According to the findings, 99.8 percent of North Coast vineyard acres—138,937 of 139,204 total acres—were unaffected by the fires. The report also found that only 0.5 percent of the 2017 winegrape crop was lost.

While about 75 winery-owned structures were lost to the flames, 93 percent of wineries—950 of 1,025 surveyed—reported being unaffected in terms of structural damage or long-term impact.

In many areas, vineyards served as firebreaks, which is one reason for the limited damage to both winery structures and vineyards. While some vintners will need to replace posts and irrigation systems, the vines are, for the most part, unharmed.

In terms of tourism, the survey found a drop in October 2017 tasting-room traffic compared with the previous year, but that November’s volume of winery visitors was closer to normal. Sixty-two percent of the wineries reported a drop in tasting-room sales, but three-quarters of respondents said that online sales were equal to or higher than last year’s.

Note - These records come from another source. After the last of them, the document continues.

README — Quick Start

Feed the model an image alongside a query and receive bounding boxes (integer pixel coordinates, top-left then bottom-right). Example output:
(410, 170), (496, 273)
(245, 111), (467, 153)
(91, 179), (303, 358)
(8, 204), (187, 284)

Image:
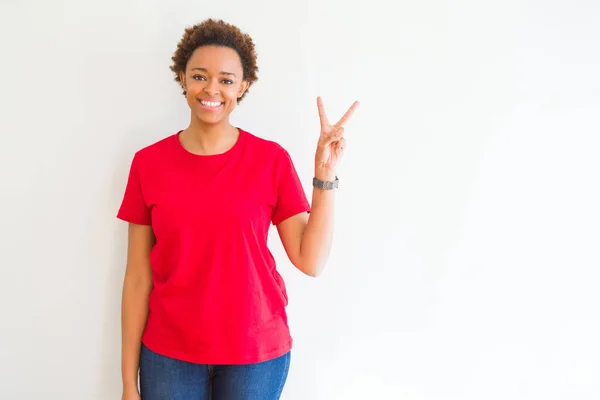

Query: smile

(198, 100), (223, 109)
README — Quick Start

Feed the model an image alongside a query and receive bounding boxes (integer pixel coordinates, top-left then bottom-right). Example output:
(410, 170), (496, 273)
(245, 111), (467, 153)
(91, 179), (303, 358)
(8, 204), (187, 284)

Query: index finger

(317, 96), (329, 126)
(335, 101), (360, 126)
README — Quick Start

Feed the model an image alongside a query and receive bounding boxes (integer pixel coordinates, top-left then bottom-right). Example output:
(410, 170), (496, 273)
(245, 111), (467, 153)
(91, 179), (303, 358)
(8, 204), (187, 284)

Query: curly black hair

(170, 18), (258, 102)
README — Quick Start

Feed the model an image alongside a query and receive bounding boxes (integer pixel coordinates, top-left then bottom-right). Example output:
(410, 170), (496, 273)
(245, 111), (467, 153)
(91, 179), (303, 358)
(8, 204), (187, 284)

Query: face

(180, 46), (249, 124)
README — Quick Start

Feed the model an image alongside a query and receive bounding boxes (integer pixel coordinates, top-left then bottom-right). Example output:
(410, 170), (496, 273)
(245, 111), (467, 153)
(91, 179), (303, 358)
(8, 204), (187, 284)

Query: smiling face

(180, 45), (249, 125)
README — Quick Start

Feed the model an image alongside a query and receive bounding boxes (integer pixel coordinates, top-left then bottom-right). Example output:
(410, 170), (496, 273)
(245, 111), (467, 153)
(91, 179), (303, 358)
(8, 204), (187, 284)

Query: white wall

(0, 0), (600, 400)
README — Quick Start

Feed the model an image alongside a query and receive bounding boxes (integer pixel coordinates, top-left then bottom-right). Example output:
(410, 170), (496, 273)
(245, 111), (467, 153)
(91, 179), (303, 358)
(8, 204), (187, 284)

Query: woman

(118, 19), (358, 400)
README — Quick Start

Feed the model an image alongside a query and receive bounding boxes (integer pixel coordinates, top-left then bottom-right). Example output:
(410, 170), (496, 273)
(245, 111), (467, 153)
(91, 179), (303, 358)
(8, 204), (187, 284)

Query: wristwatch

(313, 176), (340, 190)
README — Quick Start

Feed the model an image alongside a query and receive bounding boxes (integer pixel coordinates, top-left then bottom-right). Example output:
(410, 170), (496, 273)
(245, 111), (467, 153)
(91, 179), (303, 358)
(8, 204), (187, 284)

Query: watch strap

(313, 176), (340, 190)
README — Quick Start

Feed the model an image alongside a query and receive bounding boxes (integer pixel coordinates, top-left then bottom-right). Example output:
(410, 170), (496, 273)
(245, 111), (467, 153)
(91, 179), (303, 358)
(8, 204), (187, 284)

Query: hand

(121, 386), (142, 400)
(315, 97), (359, 176)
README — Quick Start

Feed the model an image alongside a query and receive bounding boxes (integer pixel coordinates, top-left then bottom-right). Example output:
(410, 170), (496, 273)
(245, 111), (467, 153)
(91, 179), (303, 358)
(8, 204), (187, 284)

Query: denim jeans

(140, 344), (291, 400)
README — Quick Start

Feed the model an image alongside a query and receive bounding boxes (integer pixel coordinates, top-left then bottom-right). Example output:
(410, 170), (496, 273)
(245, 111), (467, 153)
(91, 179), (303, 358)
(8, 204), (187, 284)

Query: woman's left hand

(315, 97), (359, 180)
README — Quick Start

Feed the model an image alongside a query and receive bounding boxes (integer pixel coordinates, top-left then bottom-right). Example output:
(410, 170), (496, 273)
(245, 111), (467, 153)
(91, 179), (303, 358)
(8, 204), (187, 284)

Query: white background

(0, 0), (600, 400)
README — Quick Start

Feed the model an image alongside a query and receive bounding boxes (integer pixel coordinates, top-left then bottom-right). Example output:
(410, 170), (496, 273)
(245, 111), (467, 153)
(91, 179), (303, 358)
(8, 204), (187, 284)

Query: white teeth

(200, 100), (221, 107)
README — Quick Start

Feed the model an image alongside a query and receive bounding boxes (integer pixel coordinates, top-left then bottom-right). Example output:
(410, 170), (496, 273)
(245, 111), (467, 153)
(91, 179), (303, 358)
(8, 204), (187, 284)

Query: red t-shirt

(117, 129), (310, 364)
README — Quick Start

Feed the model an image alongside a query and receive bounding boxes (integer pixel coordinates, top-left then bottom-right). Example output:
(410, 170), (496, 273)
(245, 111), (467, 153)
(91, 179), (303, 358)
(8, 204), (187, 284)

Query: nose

(204, 80), (219, 96)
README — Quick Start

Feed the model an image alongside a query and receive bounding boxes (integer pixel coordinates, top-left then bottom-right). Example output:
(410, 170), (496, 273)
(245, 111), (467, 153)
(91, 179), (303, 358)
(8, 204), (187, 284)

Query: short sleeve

(271, 148), (310, 225)
(117, 154), (151, 225)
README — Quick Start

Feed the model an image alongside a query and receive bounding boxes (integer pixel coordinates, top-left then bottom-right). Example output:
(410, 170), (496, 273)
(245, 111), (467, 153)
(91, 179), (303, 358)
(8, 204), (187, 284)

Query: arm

(277, 167), (335, 277)
(121, 223), (155, 398)
(277, 98), (358, 277)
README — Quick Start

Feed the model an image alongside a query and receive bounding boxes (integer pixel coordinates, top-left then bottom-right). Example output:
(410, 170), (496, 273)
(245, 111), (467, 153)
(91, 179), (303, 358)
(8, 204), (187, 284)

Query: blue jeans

(140, 344), (291, 400)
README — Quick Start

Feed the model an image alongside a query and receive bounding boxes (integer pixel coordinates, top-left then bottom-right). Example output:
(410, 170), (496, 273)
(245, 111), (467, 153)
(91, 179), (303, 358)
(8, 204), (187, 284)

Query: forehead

(187, 45), (242, 73)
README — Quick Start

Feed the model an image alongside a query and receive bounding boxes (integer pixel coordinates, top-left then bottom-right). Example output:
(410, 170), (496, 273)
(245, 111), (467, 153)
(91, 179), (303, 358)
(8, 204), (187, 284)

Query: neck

(180, 117), (238, 155)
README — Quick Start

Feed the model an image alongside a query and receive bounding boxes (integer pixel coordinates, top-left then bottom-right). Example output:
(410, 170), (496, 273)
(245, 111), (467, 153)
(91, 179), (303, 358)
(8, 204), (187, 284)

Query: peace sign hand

(315, 97), (359, 176)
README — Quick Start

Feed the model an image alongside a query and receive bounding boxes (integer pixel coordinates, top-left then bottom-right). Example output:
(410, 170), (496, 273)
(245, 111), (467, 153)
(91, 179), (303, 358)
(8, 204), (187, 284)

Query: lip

(196, 99), (223, 111)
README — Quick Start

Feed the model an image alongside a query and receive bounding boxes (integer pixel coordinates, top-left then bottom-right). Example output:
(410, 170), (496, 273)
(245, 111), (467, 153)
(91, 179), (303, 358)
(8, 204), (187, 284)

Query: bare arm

(277, 167), (335, 277)
(121, 224), (155, 393)
(277, 98), (359, 276)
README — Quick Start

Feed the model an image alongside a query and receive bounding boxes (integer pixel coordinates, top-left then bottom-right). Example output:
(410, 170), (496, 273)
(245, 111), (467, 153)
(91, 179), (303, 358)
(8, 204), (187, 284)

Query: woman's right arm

(121, 223), (156, 399)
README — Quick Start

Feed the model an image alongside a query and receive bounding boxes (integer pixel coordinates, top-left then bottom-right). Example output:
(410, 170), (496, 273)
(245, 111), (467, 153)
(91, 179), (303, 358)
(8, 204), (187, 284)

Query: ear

(238, 81), (250, 99)
(179, 71), (187, 90)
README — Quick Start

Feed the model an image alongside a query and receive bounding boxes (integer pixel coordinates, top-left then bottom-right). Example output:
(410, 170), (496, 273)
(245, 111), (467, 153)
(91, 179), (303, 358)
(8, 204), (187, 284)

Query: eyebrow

(192, 68), (237, 78)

Survey authors found that extensive media coverage of the disaster likely impacted tourism; respondents reported that the number of out-of-state visitors declined significantly following the wildfires.

That forced wineries to make it clear they were open for business. “We made sure we were out in front of the messaging to come back,” said Katie Bundschu, vice president of Sonoma's Gundlach Bundschu, noting that while there was a dip in tourism in October, levels are mostly back to normal. The family nearly lost their 160-year-old winery to the fire, and a house on the property was destroyed, but nothing from a wine-related standpoint was affected.

“Our next big step is following up as the 2017 wines are released and remind people that there’s nothing wrong with the vintage,” added Bundschu.

Many vintners are worried that consumers will believe all the 2017 wines have been compromised by smoke taint or that the fires mean that few wines were made. While it's not yet clear if wines made from grapes that were exposed to smoke have been impacted, the majority of grapes were harvested before the fires and should be just fine. And the harvest was a large one, meaning there will be plenty of wines available.

Bundschu’s remarks were echoed by the study’s authors: Comfort believes that going forward, their team of economists, industry executives and scientists can use their findings to help ensure confidence among consumers, media and trade organizations. “We anticipate that there could be potential misinterpretation of these wines once they’re released, and we want to put a plan in place to effectively communicate and educate,” she said, adding that they plan to include industry talking points and FAQs about the vintage in future press releases.

Comfort also said that the researchers were gratified to have the data to back up what vintners were reporting anecdotally, and that the wildfire damage wasn’t as bad as it may have seemed for the wine industry. She was also pleased to see the quick recovery that most wineries experienced. “We will continue to track these numbers as wineries close out their fiscal years, and plan to release more information in the spring,” she said.

The fire-impact study reported that historical data following natural disasters suggests that local economies often recover with no negative long-term effects. And charitable contributions help: Donors have given millions of dollars so far to support those directly impacted.